Southwest cuisine reflects its Mexican, Spanish, and Native American heritage.
Variations on a Theme
Under the umbrella of Southwestern regional cuisine, we can find even more specialized expressions with names like Tex-Mex (beef fajitas), Sonoran-style (the chimichanga), Cal-Mex (fish tacos) and New Mexican-style (green chile stew and rellenos casserole). But taken together, these expressions make up a consistent and recognizable style of cooking: Southwest style!
Nothing Chilly about It
The sun isn't the only thing giving off heat in the Southwest. More than 200 varieties of chiles add fire to Southwestern food. Chiles come fresh or dried. Often they are roasted or smoked, and sometimes packed in adobo sauce. Chiles can be mild, like the Anaheim; medium, like the dark green poblano (perfect for rellenos); or super hot, like the habanero. Don't assume green chiles are milder than red--color is not a reliable indicator of heat. If you find your chiles are too hot, try cutting away the ribs and discarding the seeds, where the heat-containing compound (called capsaicin) congregates.
Tame the Flames
Spicy Southwestern cuisine pairs particularly well with Mexican beer. A squeeze of lime adds to the refreshment! Another classic match is the marvelous margarita, a cold concoction that blends tequila with fresh lime juice and orange-flavored liqueur like Triple Sec or Cointreau. Sangria is another classic. Introduced by the Spanish, who planted wine grapes in parts of the Southwest, sangria combines red wine and fresh fruit to help tame the flames.

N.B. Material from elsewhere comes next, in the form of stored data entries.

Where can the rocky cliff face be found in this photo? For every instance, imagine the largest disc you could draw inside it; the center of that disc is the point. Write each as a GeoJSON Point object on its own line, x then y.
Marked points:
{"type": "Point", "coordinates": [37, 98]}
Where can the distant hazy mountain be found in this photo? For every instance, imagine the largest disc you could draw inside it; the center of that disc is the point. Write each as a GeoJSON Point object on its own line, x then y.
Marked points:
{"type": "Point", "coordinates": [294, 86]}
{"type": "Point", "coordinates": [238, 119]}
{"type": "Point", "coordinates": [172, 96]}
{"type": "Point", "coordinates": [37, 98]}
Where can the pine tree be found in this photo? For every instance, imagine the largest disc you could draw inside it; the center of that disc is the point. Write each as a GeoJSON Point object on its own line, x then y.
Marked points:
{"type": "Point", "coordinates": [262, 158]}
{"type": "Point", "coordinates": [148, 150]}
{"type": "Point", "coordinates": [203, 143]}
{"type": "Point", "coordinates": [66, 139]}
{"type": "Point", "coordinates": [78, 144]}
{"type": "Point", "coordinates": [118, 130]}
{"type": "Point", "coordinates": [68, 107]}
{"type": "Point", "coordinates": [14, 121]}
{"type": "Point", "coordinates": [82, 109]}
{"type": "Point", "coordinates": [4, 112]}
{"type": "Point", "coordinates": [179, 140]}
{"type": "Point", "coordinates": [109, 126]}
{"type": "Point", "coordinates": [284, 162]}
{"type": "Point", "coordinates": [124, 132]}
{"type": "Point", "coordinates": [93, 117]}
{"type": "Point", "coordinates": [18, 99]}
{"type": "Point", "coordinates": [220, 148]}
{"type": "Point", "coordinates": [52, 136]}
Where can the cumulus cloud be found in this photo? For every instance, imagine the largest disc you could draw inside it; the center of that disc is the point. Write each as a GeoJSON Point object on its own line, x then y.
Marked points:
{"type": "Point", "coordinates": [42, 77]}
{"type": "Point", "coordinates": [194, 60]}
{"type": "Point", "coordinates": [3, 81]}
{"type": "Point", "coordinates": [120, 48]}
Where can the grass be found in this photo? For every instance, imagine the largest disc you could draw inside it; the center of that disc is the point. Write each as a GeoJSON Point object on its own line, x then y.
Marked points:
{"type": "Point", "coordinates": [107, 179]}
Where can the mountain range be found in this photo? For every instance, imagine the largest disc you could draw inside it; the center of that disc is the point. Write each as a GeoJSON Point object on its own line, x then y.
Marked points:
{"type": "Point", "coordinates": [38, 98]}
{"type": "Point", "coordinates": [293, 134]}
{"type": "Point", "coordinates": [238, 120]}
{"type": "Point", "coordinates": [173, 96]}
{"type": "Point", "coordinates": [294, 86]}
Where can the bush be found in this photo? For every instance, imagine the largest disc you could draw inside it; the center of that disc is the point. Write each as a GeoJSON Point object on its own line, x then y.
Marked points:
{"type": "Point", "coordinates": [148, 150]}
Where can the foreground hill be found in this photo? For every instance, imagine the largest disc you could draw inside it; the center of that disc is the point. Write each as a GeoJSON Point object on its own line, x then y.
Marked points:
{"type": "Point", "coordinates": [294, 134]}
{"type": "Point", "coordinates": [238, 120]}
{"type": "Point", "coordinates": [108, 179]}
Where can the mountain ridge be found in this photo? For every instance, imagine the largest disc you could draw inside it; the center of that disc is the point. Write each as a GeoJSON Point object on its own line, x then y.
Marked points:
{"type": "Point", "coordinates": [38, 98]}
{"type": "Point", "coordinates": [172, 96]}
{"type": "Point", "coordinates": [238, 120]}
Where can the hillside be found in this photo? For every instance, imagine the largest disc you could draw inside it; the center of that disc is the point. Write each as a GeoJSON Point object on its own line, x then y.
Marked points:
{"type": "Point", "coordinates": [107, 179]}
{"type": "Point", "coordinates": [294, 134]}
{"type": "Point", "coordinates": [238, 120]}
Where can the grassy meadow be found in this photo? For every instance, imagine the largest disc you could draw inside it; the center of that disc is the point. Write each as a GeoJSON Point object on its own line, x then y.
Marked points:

At the Northern Edge of the Southwest
As the arid Southwest stretches northeast into higher desert elevations, the familiar tableau of spiny cacti and bone-dry terrain gives way to wide-open rangelands where the Great Plains rub up against the foothills of the Rocky Mountains. The stews, roasts, and one-pot dishes that grew up here made use of wild game and freshwater fish and reflect the diet of early prospectors, explorers and Native Americans.
The Start of Something
Many staples of Southwestern cuisine were first cultivated by native cultures. When the Spanish arrived in the 16th century, Aztecs were busy cultivating corn, chiles, beans, avocados, and tomatoes. As the Spanish moved north, they encountered Hopi, Navajo, Pueblo and Pima tribes tending to corn, beans and squash. Along the way, the Spanish introduced pigs and cattle and contributed cheese, rice and lard to the pantry. From these early encounters, Southwestern cuisine got its start.